On Friday March 26th, at 7PM CST (GMT-6), I delivered a lecture entitled “The Queer Potentials of Transcultural K-Pop Fandom: Voices from Australia, Japan and the Philippines” as part of the Asian American/Global Asias Speakers Series at Washington University in St Louis.
The presentation draws upon my ongoing ethnographic work with LGBTQ+ fans of K-pop in Australia, Japan and the Philippines and seeks to explore why K-pop has become an important resource to young queer people around the globe.
The abstract is below:
In this presentation, I reflect on the increasingly global phenomenon of K-pop through the lens of queer theory, interrogating how the desires engendered by male K-pop idols engage with questions of gender and sexuality around the globe. I draw upon ongoing ethnographic research in Australia, Japan and the Philippines to develop a framework for understanding the queer potentials of Korean popular culture fandom. In Japan, I explore the emergence of K-pop as an integral part of young women’s consumer culture and discuss how queer fan practices such as “shipping” subvert hetero-patriarchy in Japanese society.

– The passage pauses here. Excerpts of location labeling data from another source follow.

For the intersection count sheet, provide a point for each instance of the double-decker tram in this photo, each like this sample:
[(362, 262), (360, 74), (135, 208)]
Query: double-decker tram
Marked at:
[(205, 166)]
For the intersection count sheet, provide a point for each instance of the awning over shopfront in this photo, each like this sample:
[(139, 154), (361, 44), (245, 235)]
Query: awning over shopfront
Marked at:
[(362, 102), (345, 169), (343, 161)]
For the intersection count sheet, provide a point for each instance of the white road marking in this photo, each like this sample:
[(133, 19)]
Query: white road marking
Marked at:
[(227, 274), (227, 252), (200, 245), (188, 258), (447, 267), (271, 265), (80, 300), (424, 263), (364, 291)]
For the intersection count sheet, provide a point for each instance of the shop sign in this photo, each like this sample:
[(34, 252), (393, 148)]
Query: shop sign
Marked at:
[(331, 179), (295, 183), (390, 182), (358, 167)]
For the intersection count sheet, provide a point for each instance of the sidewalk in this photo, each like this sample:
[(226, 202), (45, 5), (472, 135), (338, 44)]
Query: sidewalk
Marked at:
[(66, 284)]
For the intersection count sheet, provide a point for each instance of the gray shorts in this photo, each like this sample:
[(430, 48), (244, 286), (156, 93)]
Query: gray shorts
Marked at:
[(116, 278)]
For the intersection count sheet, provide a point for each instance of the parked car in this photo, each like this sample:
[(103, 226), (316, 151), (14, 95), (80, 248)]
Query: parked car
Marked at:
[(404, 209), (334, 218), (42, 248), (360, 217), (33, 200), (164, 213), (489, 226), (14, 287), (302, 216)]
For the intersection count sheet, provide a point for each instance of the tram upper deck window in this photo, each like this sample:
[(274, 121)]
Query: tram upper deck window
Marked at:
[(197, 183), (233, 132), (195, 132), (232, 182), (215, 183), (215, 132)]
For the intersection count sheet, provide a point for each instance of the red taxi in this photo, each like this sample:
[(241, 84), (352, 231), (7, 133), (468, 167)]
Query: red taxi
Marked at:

I then reflect on Japanese gay male fans’ engagement with “beastly” K-pop idols to both critique simplistic assumptions concerning the supposed “soft masculinity” of Korean male celebrities and to investigate culturally specific modes of reading K-pop that align with the norms of Japan’s gay culture. I then continue this examination through a discussion of the emancipatory role that K-pop fandom has played for LGBTQ fans who I have interviewed in Anglophone fan contexts (Australia and the Philippines). I conclude by reflecting on how a transcultural, ethnographic methodology is necessary to account for both the socio-cultural politics of the reception of K-pop and any theorisation of its engagement with local ideologies of gender and sexuality.
The lecture was recorded and can be viewed via this link. Please note that due to technical issues, the first minute of the lecture was not recorded, but this was mostly just house-keeping and an introduction to who I am. My thanks to Dr Linling Gao-Miles for inviting me to speak at WUSTL and also to Dr Clare Kim for moderating the event.